UBS maintained its Buy rating and HKD 14.9 price target on Cathay Pacific (00293.HK) even as a sharp spike in fuel costs forces the carrier to cut capacity, according to a new research report.
The bank noted that while Cathay is grappling with a 99% increase in jet fuel prices since late February, its dominant full-service carrier segment gives it stronger pricing power relative to regional peers.
The report highlights the severe cost pressure from jet fuel, which rocketed from $99.4 per barrel at the end of February to $197.8 in early April. To mitigate the impact, Cathay Pacific plans to reduce flight capacity by 2% from mid-May through June, while its low-cost carrier HK Express will implement a 6% reduction. These measures follow a period of strong demand in March, which saw revenue passenger kilometres (RPK) climb 22% year-over-year and passenger load factor (PLF) hit a record 92.2%.

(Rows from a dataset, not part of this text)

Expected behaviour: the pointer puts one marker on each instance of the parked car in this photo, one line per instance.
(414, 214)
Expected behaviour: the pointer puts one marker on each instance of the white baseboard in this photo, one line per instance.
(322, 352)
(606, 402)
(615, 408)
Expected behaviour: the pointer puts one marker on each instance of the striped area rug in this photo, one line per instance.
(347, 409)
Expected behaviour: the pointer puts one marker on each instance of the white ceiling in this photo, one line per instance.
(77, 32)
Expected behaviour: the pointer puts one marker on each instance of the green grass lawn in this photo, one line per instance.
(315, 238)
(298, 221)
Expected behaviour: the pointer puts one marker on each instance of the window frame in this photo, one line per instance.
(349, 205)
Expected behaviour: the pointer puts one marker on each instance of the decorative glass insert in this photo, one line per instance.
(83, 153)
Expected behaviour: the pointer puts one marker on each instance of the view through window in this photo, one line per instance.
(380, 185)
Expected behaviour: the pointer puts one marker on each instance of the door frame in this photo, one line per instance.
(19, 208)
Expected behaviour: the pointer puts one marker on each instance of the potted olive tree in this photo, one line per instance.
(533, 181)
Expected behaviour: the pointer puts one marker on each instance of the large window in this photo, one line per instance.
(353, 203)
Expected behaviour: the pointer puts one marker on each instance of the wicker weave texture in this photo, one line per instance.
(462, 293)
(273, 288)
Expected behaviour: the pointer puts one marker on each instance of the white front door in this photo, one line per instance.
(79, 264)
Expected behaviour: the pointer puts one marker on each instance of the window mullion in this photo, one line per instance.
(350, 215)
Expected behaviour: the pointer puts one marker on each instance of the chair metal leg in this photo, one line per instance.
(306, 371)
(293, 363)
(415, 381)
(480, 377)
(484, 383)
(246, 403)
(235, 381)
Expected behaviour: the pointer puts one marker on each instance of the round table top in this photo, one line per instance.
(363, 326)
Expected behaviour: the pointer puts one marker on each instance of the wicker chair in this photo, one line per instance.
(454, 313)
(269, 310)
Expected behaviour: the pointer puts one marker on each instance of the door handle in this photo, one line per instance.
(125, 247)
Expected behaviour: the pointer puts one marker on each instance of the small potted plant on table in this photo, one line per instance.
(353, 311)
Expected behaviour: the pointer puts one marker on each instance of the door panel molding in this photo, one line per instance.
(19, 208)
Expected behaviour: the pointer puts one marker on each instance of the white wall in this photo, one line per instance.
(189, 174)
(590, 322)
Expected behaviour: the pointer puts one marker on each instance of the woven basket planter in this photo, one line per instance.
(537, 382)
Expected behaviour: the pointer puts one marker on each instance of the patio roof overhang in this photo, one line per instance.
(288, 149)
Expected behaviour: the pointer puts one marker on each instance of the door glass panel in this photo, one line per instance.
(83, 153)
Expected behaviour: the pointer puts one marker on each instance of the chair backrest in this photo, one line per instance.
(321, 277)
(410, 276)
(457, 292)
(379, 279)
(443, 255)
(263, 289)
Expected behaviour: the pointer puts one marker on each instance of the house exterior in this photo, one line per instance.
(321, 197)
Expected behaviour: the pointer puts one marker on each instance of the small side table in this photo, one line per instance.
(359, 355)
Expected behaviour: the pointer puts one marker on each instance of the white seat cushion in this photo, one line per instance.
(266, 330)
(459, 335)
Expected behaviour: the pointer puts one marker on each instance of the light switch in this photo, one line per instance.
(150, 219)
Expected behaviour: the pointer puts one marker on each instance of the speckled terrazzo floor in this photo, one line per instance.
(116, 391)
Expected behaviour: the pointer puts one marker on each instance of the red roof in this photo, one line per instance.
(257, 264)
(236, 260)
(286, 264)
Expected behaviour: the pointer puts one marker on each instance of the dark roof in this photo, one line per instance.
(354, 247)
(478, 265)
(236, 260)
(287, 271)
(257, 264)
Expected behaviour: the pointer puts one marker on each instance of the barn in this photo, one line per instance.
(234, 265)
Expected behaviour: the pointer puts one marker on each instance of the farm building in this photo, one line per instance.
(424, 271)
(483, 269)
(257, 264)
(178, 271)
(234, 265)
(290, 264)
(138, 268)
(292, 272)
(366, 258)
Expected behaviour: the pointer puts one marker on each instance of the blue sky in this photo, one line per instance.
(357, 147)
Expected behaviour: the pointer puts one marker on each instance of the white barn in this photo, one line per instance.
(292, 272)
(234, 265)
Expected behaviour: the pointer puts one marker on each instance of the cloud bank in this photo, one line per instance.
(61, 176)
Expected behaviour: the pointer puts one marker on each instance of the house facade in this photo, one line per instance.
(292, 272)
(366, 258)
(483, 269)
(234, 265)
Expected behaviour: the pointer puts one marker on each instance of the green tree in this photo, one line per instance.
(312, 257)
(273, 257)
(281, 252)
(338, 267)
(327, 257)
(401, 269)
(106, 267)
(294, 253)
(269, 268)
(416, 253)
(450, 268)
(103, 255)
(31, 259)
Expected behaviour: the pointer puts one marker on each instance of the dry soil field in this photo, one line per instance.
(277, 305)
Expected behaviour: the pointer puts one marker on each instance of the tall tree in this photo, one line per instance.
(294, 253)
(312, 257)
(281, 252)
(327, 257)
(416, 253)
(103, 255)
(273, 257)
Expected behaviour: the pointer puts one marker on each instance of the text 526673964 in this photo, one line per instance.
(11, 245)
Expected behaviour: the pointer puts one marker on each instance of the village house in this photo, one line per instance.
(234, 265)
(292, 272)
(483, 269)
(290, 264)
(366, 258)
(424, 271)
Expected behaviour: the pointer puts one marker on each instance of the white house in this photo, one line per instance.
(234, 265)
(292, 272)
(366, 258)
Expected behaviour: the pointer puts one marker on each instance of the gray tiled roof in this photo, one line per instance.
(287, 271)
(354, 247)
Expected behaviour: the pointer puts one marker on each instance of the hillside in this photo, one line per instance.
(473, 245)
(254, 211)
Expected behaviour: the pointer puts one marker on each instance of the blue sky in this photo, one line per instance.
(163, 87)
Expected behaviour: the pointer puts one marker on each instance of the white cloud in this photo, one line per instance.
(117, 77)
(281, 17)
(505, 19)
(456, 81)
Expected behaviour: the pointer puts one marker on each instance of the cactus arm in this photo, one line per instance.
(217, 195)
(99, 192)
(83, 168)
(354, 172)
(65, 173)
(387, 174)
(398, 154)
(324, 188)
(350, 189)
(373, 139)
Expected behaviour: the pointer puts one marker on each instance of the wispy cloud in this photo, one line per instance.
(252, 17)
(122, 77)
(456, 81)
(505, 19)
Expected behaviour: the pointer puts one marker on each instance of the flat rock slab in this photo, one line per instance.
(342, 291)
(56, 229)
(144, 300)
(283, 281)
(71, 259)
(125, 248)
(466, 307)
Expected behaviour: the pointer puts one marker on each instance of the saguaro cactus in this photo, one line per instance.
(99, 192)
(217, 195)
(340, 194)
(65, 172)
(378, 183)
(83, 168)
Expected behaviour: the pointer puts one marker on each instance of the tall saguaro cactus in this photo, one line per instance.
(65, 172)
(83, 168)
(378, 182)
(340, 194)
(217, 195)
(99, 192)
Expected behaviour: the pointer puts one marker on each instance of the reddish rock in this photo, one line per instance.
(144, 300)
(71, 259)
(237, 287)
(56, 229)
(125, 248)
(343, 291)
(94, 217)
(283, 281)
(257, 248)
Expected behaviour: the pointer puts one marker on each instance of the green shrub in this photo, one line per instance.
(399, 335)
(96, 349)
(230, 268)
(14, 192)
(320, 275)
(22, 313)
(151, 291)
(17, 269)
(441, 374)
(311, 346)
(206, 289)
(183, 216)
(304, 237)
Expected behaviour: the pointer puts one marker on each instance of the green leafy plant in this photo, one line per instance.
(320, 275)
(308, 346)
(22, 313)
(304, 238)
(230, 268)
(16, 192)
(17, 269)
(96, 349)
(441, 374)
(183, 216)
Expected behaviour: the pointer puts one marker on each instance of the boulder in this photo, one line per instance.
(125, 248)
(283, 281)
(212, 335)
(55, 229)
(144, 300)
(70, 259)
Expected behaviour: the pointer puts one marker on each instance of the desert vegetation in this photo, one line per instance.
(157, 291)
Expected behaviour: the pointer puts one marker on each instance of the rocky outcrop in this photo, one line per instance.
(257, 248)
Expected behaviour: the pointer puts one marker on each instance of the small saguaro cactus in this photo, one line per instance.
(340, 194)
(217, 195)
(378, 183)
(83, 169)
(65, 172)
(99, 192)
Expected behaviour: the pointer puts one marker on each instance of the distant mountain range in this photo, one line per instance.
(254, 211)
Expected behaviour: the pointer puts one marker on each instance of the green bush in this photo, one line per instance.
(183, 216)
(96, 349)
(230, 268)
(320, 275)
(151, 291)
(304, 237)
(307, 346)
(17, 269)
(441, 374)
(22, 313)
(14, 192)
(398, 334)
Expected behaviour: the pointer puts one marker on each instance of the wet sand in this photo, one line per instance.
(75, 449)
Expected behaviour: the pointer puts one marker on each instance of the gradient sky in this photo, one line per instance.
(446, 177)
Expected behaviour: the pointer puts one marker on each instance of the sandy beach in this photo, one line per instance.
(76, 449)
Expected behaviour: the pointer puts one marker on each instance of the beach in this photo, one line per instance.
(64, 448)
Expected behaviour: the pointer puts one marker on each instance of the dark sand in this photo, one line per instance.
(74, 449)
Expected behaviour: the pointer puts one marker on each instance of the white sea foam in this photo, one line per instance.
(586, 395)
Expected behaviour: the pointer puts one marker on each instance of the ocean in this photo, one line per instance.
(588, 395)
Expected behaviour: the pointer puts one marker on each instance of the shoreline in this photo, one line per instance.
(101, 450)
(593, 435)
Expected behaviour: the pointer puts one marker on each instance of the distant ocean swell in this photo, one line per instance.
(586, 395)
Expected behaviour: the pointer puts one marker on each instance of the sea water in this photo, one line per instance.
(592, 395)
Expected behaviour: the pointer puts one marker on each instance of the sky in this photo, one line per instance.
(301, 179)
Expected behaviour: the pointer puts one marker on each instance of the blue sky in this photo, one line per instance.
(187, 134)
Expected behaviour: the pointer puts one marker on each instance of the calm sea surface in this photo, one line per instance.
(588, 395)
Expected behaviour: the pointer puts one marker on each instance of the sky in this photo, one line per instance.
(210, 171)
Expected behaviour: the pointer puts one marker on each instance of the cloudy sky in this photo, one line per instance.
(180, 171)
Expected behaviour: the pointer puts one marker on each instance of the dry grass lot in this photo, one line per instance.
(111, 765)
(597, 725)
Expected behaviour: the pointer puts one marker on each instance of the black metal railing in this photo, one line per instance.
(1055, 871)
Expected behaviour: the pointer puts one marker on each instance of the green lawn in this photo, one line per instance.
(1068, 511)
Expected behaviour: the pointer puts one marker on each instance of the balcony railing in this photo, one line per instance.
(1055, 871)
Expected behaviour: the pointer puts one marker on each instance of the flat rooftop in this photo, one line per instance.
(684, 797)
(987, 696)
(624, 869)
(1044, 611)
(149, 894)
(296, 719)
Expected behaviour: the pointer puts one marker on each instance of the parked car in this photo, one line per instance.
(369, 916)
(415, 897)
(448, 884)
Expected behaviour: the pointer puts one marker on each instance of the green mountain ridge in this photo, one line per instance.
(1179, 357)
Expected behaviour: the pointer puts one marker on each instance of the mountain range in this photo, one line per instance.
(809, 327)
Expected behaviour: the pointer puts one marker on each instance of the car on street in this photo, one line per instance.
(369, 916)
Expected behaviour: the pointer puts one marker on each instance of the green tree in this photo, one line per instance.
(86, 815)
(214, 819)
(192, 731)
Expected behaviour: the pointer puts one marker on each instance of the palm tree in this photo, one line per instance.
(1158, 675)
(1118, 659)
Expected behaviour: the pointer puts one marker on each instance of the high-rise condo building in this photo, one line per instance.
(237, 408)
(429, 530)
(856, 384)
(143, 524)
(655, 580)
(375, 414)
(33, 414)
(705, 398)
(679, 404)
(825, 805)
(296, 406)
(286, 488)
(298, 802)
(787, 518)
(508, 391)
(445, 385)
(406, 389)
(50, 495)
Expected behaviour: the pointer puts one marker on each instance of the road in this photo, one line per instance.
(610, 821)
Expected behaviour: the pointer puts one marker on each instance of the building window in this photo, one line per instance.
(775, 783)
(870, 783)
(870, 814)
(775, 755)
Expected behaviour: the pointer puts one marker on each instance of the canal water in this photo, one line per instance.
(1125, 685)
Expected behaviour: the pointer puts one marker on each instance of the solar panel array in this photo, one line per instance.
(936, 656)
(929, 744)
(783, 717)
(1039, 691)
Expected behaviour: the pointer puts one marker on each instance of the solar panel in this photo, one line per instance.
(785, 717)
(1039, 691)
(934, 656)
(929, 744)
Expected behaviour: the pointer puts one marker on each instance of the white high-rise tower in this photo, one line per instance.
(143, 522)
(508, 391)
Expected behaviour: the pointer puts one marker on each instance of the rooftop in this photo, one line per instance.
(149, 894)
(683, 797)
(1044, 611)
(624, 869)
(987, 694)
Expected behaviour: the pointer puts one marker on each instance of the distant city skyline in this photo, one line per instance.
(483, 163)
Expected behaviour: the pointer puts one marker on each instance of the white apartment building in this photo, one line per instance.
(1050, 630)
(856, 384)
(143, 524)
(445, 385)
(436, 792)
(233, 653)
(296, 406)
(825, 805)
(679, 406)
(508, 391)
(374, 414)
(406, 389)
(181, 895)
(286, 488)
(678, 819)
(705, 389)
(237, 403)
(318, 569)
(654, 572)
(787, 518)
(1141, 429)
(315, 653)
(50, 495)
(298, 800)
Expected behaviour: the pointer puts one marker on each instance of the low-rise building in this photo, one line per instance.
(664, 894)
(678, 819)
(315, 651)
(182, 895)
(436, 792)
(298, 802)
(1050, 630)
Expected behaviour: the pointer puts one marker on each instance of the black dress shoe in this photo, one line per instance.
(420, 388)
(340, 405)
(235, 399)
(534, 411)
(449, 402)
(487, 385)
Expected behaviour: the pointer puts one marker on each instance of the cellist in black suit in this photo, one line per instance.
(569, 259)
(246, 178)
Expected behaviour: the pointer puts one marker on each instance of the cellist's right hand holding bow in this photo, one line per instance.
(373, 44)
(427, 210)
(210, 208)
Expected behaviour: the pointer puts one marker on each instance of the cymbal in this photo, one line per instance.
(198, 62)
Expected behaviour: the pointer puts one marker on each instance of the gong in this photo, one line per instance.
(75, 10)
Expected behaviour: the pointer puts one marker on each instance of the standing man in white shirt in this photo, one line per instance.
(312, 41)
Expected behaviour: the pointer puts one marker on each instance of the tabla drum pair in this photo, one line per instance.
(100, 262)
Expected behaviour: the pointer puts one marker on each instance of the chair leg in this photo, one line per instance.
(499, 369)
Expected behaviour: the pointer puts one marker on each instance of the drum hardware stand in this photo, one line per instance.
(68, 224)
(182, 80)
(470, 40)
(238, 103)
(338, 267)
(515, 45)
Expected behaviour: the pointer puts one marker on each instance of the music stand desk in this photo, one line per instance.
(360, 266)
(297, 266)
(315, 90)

The decision to trim flights, while necessary for cost control, will cap revenue potential from the robust travel demand and presents near-term headwinds for earnings, the report suggests.
Cathay’s situation reflects a broader crisis hitting the global aviation industry. Airlines worldwide have entered a "self-preservation mode," according to aviation analytics firm Cirium. In the U.S., Delta Air Lines faces an additional $2.5 billion in fuel costs this quarter, while in Europe, Lufthansa is retiring older aircraft to manage expenses. Asia-Pacific carriers are also under pressure, with Qantas cutting domestic capacity by 5%.
For Cathay Pacific, UBS believes the airline is relatively well-positioned because its full-service operations, which are expected to account for 62% of group revenue in 2025, can better absorb costs through higher fares. However, the announced capacity reductions will only partially offset the extreme fuel price surge.
The flight reductions signal that cost pressures are overriding the benefits of strong passenger demand for now. Investors will be closely watching the airline's second-quarter results to gauge the full financial impact of these capacity cuts and persistently high fuel costs.
This article is for informational purposes only and does not constitute investment advice.